Property sector’s recovery spearheaded by London investment

Property sector’s recovery spearheaded by London investment

Commercial property investment in the UK has seen a resurgence in the last year, with the IPD UK Property Index reporting returns of 3.9% in the first quarter of 2014.

These impressive figures continue the positive trend of investment that the commercial property sector experienced in 2013. Notably, March 2014 has proven to be the “strongest month of 2014 so far” according to IPD’s head of UK and Ireland, Phil Tily.

Tily notes the continued “signs of recovery and growth” that the market has gone through, having now experienced rising capital values over the last 10 consecutive months.

Head of commercial research at Knight Frank, James Roberts has identified commercial property’s total returns of 12.7% over the past 12 months and its out-performing of various other property sectors.

However, despite the increased investment in office and industrial space, the subsector of retail is still some way behind. Despite still reeling from the effects of the recession, shops have experienced a slight growth in consumer spending over this prosperous period. Savills recently asserted that “2014 will be a year of improving optimism and declining savings ratios.”

Indeed, Savills notes that despite Central London seeing its rent for office space increase by 20% during 2013, the entire country will benefit from the effects throughout the coming year. Notably, the commercial property provider tips Leeds, Cardiff and Birmingham to profit the most from this.

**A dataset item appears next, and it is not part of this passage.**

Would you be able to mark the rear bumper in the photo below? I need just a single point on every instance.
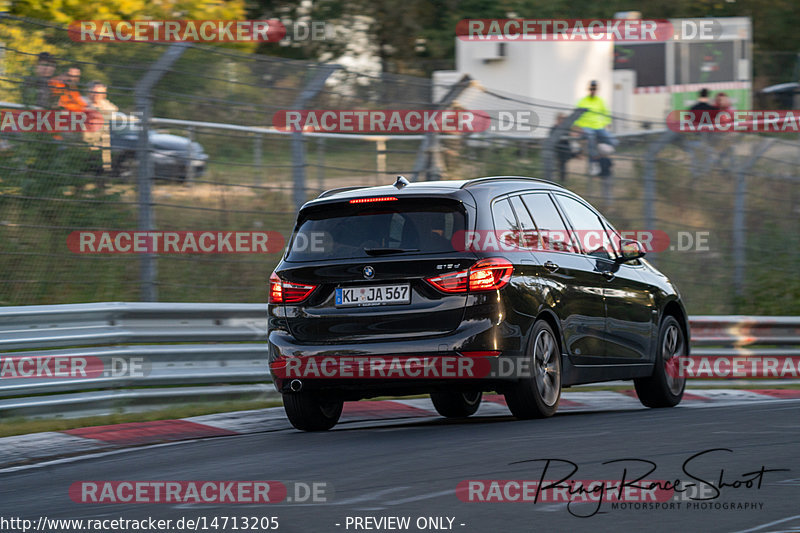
(446, 363)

This positive outlook for the rest of year is shared by George Shaw, manager of the Ignis UK Property fund. Shaw has recently revised his total return forecast from 11.5% to 15.5% for the calendar year – a growth he attributes to regional performance in the commercial property market. “Yield compression in regional markets is also expected to continue and the scale will depend on the extent to which buyers unable to secure assets in Central London switch their focus to these alternatives.”